Они говорили, что Старый Коуп, который раньше жил в домике, который кстати превратился в руины, со своей дочерью и плохо с ней обращался, мог рассказать об этой веревке и о том, как она использовалась, больше, чем большинство из нас хотели бы услышать. Но Cтарый Коуп и его дочь, давным-давно исчезли, и никто не знал ни причины, ни цели, а также почему домик у озера оказался свободен. Так вот когда тисовое дерево усохло, и веревка была замечена, в деревне поползли слухи, в которые верили все больше, о том, что Коуп совершил ужасный поступок. Конечно же его особняк приобрел дурную славу и превратился в руины. Даже днем его старались обходить стороной. Похожая участь постигла и тисовое дерево. Днем в его ветвях весело играли дети, а ночью лишь ветер носился мимо, и, как говорят, уже много лет ветер не шевелит ни одну веточку. А вечером дети быстро проходят мимо него.

В течение последнего месяца или даже больше в деревне почти каждую ночь слышали Собаку Дьявола, появляющуюся из особняка Старого Коупа, и ее вой, когда она пробегала мимо тиса на церковный двор, где пыталась выкопать могилу. Так, все соседи сошлись во мнении, что Старый Коуп мертв, и его злой дух вернулся, чтобы навещать место своего прежнего злодеяния и пытаться вырыть могилу для костей своей жертвы на церковном дворе.

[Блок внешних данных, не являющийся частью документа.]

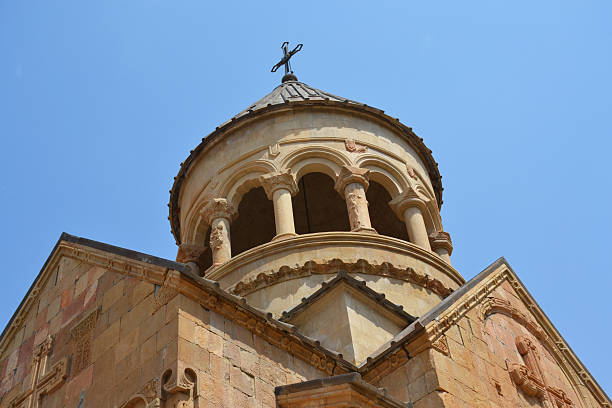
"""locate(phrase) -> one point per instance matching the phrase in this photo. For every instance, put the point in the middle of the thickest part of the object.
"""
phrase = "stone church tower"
(313, 270)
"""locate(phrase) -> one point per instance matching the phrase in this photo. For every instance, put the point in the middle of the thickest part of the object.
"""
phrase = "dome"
(293, 94)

Все это наш путешественник вспоминает сейчас, когда слышит приближающийся вой эха, и он пристально смотрит в ночь, уже не чувствуя былого уюта. Мертвая тишина опустилась на воду и сушу, как давящий, удушающий плащ. Призрачный вой становится все громче и ближе. Обитатели домов съеживаются в своих кроватях и шепчут: «Дьявольский Пес! Он уже близко!». И теперь, отчетливый и внезапно близкий, раздается вой, и как раз в тот момент, когда его дверь распахнулась, и испуганная хозяйка ворвалась с криком «Ах? Сэр, он уже близко!», наш путник безошибочно узнает визг индийского шакала.

– Это не призрак, сударыня, это лиса или какая-то дикая собака. Был бы я снова в Индии, я бы сказал, что это обычный шакал, Джек, как его называют.

– Как вы сказали? Джек? Послушай, Том – обернулась хозяйка к мальчику, который топтался у двери и был напуган не меньше ее самой, – как звали того косматого волка, который сбежал с выставки диких зверей в Тарполи в августе прошлого года и с тех пор его никто не видел? Джек?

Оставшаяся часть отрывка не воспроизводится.